An additional and important contrast between Beckett’s and Sandbrook’s books, and one that makes his “correction” of Beckett even more grating, is that hoary old trope about Making History Come Alive. Sandbrook’s Seventies are a tedious museum piece compared to Beckett’s for a number of reasons, firstly because the Seventies seem to be important enough to Beckett for him to get out and do a bit of wandering around and wondering aloud, interviewing key people and asking pointed questions about the nature of and direction of the time, whereas with Sandbrook’s book you feel he’s basically racing against a deadline cutting and pasting other people’s work in furiously. There seems to have been a deep investment of time and thought in one, a sense that the Seventies matters and matters on a personal level as opposed to a maniacal, impersonal ploughing on through the post war decades ( Sandbrook’s already done the Fifties and Sixties) to keep your publisher happy on the other.
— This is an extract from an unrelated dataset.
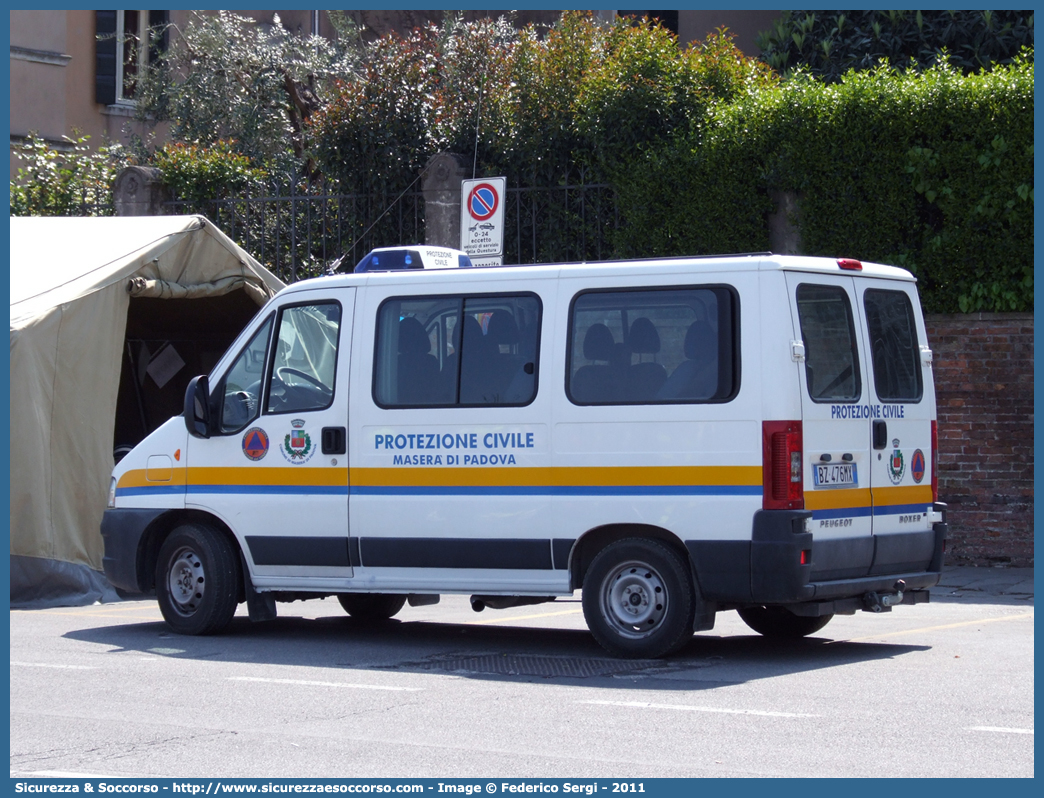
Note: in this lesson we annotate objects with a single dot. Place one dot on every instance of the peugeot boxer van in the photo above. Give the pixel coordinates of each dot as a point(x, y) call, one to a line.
point(674, 438)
Secondly and most significantly, what’s both haunting and Hauntological about Beckett’s book, and the real sense in which it makes history “come alive” is its own aliveness to and quiet insistence on the possibility that it may all have gone some other way. Beckett’s book isn’t a “counterfactual” in the normal sense but it invites the reader into all kinds of speculations and reflections on alternate paths out of the Seventies: dusty inevitabilities are broken open into moments seething with latent possibility and as a result the text itself is ghosted by a whole series of alternate and parallel histories. In this sense Beckett’s work is packed with political energy, is “inspirational” not because it’s directly polemical but because it enlists the reader’s imagination, because it believes that there was and always is an alternative and that history is shaped both by chance and by the judgment and commitment of social agents at all levels. It’s a superb work of anti-Realism in other words, and as such, irrespective of the fact that it’s a book on the Seventies it is certainly a key book of our increasingly fractious times.